気胸には、肺のう胞(ブラやブレブ)が破裂して空気漏れが起こる「原発性自然気胸」や、結核や間質性肺炎、腫瘍などの肺病変が原因の「特発性自然気胸」、交通事故や刺し傷など外的要因により肺が損傷されて起こる「外傷性気胸」などに分類されます。これらすべての気胸において緊張性気胸となる可能性があります。原因は、肺から空気が漏れる部位が、「チェックバルブ」という一方向だけに作用する弁のような構造となることにより生じると考えられています。そのような構造となると、息を吸い込む時には肺から空気が漏れるものの、息を吐く時には肺が閉じてしまうため、徐々に胸腔内に空気がたまっていき、肺や心血管を圧迫していきます。その結果、重篤な状態に陥ってしまいます。
命に関わる危険な状態なので、胸の中にたまった空気を外に出す「胸腔ドレナージ」を緊急に行なう必要性があります。この処置によってたまった空気が排出されると、肺や心血管の圧迫が解除されて危険な状態から脱出できます。胸腔ドレナージには、細い針などを胸に刺す方法と、比較的太いチューブを肺に留置する方法があります。しかし、チューブを留置する方法は処置に時間がかかるため、緊急性の高い緊張性気胸では、まずは針を胸に刺す穿刺(せんし)で迅速に対応する場合があります。また、胸部レントゲンや胸部CTを撮影すれば、緊張性気胸に陥っているかどうか確実に診断できますが、検査をしている間に全身状態が悪化し、手遅れになることもあります。そこで、緊張性気胸を疑う場合は、検査による確定診断を待たずに、速やかに胸腔ドレナージを行なうこともあります。

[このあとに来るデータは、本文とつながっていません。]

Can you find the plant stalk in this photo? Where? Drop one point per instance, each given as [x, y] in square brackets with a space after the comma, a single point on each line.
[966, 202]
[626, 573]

気胸の症状は、胸部の違和感、胸痛や背部痛、呼吸困難などさまざまです。原因がなく突然起こることもしばしばあります。緊張性気胸に進行すれば、急激に発症する胸痛、進行性の呼吸困難といった症状に加え、心血管を圧迫して静脈の流れが阻害されるためショック状態に陥ります。命に関わり、治療の緊急性が高い疾患なので、胸痛や背部痛、呼吸困難など、気胸が疑われる症状が出現した場合は、速やかに病院を受診することをお勧めします。

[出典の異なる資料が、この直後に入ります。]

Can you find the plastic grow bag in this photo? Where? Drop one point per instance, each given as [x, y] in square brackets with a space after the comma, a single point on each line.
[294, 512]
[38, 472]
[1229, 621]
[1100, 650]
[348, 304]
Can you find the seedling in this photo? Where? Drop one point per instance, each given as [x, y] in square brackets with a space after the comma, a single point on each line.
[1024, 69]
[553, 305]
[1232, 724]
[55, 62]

気胸の原因として最も多いのが、肺のう胞(ブラやブレブ)の破裂で起こる「原発性自然気胸」です。痩せ型の10~30代前半の若い男性に多く発症することが分かっており、「気胸体型」という概念があるほどです。痩せ型の若い男性で胸痛や呼吸困難が出現した場合は、気胸を発症した可能性があるので、すぐに病院を受診してください。また、胸を強く打つなどした場合でも、肺が裂けて気胸となる可能性があるので、病院の受診をお勧めします。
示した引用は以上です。